For the sake of redundancy, all the main studio microphone sources are on one Euphonix ML530 mic/line interface box, with backups on another. Everything connected to the board runs off UPS power supplies, so that we can lose a mic box or a few modules and still be able to hold a show on-air. With the versatility of an all-digital board like the System 5, we could do a show on a single module if need be.

We initially put the System 5 on-air in March, handling a one-hour variety/talk show titled "Positively Texas." We have now gutted the old analog-equipped control room for remodeling and are using the System 5 for a daily two-hour morning show, a 30-minute show at noon and an hour of "Positively Texas," plus four evening newscasts. The transition has gone much more smoothly than I thought it would and, in operation, the System 5 has been superb.

We use a wide variety of mic setups on our shows, some of which are hard-wired, some wireless and some a mixture of both. With PatchNet we have all the mic and line inputs at our fingertips via assignable patching to on-surface channels, without having to utilize a multifader board. The System 5 offers very nice-sounding EQ and dynamics. Once it has been set up the console surface is very user-friendly. Our weekend audio engineer handled the weekend shows without a problem after about an hour of training.
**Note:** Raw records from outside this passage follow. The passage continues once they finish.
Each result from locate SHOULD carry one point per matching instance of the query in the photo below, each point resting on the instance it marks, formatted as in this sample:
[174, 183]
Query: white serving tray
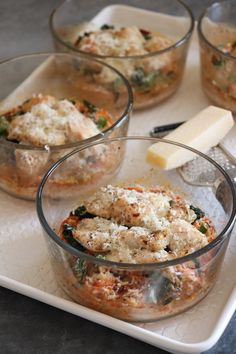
[25, 266]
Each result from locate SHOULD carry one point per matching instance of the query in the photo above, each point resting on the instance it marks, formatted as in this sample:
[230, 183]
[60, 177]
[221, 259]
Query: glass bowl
[147, 291]
[217, 35]
[63, 76]
[154, 73]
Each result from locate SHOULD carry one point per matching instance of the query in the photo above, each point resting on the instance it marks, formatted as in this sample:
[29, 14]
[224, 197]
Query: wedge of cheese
[202, 132]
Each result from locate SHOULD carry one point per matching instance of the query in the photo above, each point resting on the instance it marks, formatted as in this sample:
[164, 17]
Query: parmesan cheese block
[202, 132]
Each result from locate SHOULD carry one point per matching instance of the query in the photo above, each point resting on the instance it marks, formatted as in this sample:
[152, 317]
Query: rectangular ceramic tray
[25, 266]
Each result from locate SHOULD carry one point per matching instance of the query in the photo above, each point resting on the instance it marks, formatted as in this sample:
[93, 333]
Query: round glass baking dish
[64, 76]
[217, 33]
[139, 292]
[155, 75]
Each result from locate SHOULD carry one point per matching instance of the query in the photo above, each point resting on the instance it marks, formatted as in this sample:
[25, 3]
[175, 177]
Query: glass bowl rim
[203, 37]
[145, 266]
[177, 44]
[125, 114]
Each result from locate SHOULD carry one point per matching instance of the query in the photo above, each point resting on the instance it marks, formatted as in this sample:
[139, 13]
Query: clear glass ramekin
[217, 35]
[158, 290]
[150, 83]
[64, 76]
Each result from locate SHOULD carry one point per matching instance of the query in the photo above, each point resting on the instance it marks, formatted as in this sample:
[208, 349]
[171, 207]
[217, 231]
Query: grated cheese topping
[51, 122]
[137, 225]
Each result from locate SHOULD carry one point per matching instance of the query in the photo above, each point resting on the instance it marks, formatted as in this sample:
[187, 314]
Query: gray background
[28, 326]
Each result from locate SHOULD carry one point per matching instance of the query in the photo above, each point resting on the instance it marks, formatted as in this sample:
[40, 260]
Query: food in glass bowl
[49, 107]
[148, 52]
[133, 249]
[217, 35]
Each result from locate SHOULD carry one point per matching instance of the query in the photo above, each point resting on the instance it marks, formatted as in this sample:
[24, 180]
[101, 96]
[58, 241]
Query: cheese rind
[203, 131]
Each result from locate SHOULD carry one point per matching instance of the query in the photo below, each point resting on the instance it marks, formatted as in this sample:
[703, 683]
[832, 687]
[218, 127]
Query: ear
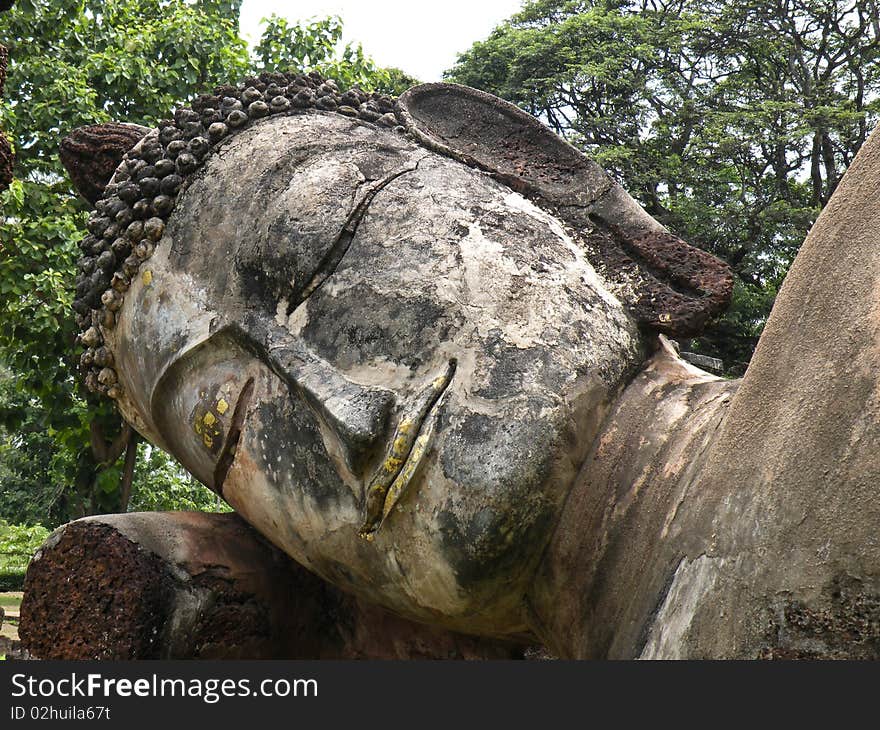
[670, 286]
[92, 154]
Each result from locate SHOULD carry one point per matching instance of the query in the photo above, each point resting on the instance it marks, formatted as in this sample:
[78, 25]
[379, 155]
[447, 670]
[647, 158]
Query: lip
[404, 453]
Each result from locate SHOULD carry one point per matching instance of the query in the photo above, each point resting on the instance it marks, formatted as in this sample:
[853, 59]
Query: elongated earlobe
[92, 154]
[668, 285]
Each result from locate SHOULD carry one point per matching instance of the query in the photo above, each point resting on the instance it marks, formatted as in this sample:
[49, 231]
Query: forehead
[318, 219]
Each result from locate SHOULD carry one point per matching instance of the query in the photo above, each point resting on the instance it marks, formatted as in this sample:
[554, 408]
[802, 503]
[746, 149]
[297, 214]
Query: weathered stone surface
[92, 154]
[714, 524]
[669, 285]
[201, 586]
[339, 319]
One negative was that you have to create a group to provide a single stereo fader. This was not a big deal unless you needed to change your mix-minus on that source. To do that, you had to change the assignment at the slave channels, which were usually hidden somewhere on the surface. Full stereo channels will be offered in V2.0 software, which will be shipping by the time this review appears. We also knew going in that the GPI trigger software hasn't been written yet. For now, we have limited floor foldback to the talent because we cannot mute the studio. I have been told that a fix will be out later this summer.

Other designs we looked at were lacking a number of important features, including sufficient mix-minus buses and clean feeds, and lacked the System 5's versatility and ease of use. The System 5 lets me set up a number of different outputs with the push of a button and accommodate multiple inputs easily and conveniently.
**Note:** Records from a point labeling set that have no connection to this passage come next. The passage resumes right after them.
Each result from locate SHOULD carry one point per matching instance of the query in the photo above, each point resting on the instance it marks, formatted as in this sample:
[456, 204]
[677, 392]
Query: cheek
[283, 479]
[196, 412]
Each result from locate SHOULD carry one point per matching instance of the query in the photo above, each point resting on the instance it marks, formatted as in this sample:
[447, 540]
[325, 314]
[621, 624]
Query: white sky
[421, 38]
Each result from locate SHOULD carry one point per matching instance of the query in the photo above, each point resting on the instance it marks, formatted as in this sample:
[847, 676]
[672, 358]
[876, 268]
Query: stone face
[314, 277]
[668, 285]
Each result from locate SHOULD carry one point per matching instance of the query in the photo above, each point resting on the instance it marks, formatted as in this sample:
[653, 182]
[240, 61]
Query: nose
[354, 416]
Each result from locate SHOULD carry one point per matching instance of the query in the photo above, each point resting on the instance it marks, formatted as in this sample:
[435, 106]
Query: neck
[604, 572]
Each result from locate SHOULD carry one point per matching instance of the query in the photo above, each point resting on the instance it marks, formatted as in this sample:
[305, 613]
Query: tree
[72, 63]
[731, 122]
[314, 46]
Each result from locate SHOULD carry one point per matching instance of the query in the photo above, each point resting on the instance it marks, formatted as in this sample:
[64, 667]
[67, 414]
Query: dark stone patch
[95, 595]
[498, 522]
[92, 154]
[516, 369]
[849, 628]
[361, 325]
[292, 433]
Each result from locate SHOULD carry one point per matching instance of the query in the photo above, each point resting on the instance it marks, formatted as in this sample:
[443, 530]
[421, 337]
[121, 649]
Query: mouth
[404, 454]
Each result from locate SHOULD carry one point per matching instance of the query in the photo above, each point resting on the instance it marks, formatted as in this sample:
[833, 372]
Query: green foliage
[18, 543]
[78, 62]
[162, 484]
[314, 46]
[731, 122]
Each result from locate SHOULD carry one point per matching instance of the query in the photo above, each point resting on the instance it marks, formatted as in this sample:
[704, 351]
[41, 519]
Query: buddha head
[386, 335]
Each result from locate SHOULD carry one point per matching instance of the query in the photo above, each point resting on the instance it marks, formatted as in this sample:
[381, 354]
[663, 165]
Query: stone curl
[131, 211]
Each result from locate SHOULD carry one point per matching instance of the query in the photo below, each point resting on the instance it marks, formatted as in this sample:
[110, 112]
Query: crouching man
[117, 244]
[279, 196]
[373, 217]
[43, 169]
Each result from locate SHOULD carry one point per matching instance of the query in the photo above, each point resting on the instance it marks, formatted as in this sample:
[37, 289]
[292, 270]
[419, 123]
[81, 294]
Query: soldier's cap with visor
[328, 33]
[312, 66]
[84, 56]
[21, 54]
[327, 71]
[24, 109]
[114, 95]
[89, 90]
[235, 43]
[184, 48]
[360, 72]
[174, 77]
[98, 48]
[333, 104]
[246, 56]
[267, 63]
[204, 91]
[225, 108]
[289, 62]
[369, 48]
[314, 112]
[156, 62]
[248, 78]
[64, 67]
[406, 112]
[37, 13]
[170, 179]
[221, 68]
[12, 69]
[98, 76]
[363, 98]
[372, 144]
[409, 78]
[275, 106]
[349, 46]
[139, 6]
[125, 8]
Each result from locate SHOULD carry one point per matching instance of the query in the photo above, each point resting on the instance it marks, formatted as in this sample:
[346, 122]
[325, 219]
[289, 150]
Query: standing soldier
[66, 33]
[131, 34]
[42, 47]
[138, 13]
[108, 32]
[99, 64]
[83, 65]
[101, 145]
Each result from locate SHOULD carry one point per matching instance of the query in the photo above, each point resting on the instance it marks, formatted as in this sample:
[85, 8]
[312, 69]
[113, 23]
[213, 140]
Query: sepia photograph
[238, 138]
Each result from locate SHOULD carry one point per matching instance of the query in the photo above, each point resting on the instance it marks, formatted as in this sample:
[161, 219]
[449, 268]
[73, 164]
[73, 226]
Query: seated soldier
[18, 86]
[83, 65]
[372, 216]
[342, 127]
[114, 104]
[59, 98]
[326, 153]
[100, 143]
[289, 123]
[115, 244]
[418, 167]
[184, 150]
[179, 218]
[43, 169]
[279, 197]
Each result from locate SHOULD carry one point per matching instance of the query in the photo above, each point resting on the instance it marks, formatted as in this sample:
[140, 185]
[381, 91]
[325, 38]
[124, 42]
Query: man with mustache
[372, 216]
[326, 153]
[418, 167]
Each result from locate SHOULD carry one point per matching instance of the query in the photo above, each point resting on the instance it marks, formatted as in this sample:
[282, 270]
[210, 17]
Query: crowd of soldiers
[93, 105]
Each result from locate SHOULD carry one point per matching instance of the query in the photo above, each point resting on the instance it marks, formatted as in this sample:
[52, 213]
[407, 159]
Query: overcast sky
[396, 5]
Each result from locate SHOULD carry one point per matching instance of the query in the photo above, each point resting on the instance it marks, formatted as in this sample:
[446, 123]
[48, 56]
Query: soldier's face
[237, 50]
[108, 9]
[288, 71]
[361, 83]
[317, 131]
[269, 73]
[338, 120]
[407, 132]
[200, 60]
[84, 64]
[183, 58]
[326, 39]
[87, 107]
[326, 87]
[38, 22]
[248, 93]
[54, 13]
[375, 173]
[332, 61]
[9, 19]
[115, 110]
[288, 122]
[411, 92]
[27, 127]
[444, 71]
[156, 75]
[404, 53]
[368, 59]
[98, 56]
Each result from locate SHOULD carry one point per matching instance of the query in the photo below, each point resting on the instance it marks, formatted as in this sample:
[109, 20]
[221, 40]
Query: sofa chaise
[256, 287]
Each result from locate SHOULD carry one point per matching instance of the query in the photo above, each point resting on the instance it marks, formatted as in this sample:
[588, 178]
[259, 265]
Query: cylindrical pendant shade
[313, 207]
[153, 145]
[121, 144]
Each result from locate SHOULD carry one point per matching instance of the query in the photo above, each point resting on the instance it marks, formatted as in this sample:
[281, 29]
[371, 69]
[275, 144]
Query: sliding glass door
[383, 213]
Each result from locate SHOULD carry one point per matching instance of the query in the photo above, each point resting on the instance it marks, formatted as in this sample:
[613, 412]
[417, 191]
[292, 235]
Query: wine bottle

For "Positively Texas" I also need to handle musicians performing live in the studio with as many as 20 live microphones. The System 5's Snapshot Recall and Channel Grouping capabilities provide a lot of power and versatility in a small package.

All in all, the System 5 was a simple choice for us, and I must say I'm pleased with it. The System 5 digital console has been easy to use. In news operations, people only notice audio when it's bad or not there. I'm glad to say through many huge changes, we have gone unnoticed.